The Witness Box

Commenting on expert evidence, economic damages, and interesting developments in injury, wrongful death, business torts, discrimination, and wage and hour lawsuits

Friday, May 16, 2008

CFO as own firm's financial expert in tortious interference lawsuit

Fox in the hen house?

In business cases, some attorneys like to use the CFO or other financial person from the company that is claiming damages as an damages expert. Clearly, there are advantages. Very few persons will know the company's books as well as the CFO or similar persons. However on the flip side the issue of credibility must be weighed against those advantages.

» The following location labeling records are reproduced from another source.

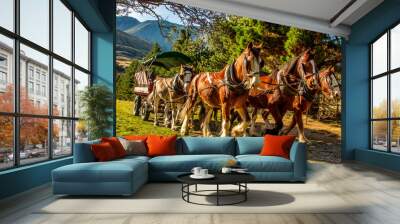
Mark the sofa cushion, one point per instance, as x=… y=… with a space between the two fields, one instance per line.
x=277 y=145
x=161 y=145
x=116 y=145
x=103 y=152
x=206 y=145
x=257 y=163
x=134 y=147
x=185 y=163
x=112 y=171
x=83 y=152
x=249 y=145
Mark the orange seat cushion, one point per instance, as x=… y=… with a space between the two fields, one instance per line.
x=277 y=145
x=103 y=152
x=161 y=145
x=135 y=137
x=116 y=145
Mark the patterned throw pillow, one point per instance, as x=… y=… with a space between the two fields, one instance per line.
x=134 y=147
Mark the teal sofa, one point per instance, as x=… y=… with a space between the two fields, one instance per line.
x=125 y=176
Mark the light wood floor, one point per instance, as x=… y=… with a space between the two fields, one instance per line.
x=379 y=190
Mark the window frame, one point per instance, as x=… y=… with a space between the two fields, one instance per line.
x=388 y=74
x=16 y=114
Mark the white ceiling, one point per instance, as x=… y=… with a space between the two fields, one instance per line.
x=326 y=16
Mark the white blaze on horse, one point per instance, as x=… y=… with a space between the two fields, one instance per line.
x=275 y=90
x=227 y=89
x=172 y=92
x=324 y=81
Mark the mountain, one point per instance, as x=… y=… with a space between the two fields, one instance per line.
x=126 y=22
x=149 y=30
x=131 y=46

Below is a case study of a case where the plaintiff in a tortious interference case used the CFO of the injured firm as their sides expert.

The report

In the case the plaintiffs alleged that the defendant undertook a number of illegal actions and unrightfully stole some of the plaintiff's clients. To calculate the damages in the case, the plaintiff's expert, the company's CFO, based the damages on the the previous year's revenue from the customers that the defendant allegedly stole. The CFO took the income for the customers that they identified (it was about 17 firms) and calculated the the percentage of the unit's revenue that the 17 firms comprised. She found that the 17 firms comprised about 83% of the unit's revenue.

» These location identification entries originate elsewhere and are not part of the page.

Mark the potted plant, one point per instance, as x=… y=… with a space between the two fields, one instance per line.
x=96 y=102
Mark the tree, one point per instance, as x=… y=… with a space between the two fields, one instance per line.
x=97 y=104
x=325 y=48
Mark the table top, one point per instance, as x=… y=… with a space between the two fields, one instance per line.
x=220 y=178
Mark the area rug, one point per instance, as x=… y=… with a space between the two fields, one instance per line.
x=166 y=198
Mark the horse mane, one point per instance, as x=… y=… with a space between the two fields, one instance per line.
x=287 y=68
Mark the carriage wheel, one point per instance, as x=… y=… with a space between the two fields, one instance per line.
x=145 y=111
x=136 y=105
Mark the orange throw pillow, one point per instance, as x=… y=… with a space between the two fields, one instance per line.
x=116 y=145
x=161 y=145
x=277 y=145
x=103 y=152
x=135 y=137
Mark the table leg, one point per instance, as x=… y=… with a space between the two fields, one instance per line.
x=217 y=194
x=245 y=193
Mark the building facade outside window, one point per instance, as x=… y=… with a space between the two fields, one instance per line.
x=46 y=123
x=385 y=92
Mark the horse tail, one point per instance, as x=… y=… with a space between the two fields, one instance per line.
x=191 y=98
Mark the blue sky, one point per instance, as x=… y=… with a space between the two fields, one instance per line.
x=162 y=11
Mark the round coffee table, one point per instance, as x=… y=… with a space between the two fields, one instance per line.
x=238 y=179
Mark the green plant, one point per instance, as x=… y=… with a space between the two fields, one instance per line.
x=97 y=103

The CFO then subtracted the unit's share of the direct expenses from the total revenue to arrive at the yearly damages. She assumed that the expenses that were attributable to the 17 firms was equal to the firms % share of the units total revenue. That is she assumed that the cost to service the 17 firms was equal to 83% of the unit's total measured direct cost.

She estimated that the plaintiffs damages were $6.56 million per year. She then multiplied the damages by 9, 12, and 15 years to arrive at her final damage analysis. Her implicit assumption was that the clients that the defendant allegedly stole would have been long term clients.

The problems


There are several problems with the CFO's analysis.

1. There was no explanation as to how the 17 firms were selected. According to the defendant not all of the firms, actually only 5 of the 17, ultimately ended up as clients. It is not clear where the 12 other firms went.

2. For the 5 clients that ended up with the defendant, most had not been long term clients before the alleged illegal acts took place. Some had only been clients for less than 1 year. In short it is not clear where the justification is for the assumption that they were long term clients

3. There was no discounting of the alleged damages. In damages cases, all future losses must be discounted. The discount factor, which takes into account of the risk associated with the future revenue stream, is in excess of 20% per year. Using the discount factor lowers the damages.

4. It is not clear all cost were accounted for. After a quick review of the income statements, it appeared some of the cost that were being classified as indirect (i.e. overhead) are related to the unit in question's operation. The CFO esential took out all overhead cost and did not allocate any to the unit in question. If damages are approriate then the net income, not the ad-hoc net income measure of the CFO.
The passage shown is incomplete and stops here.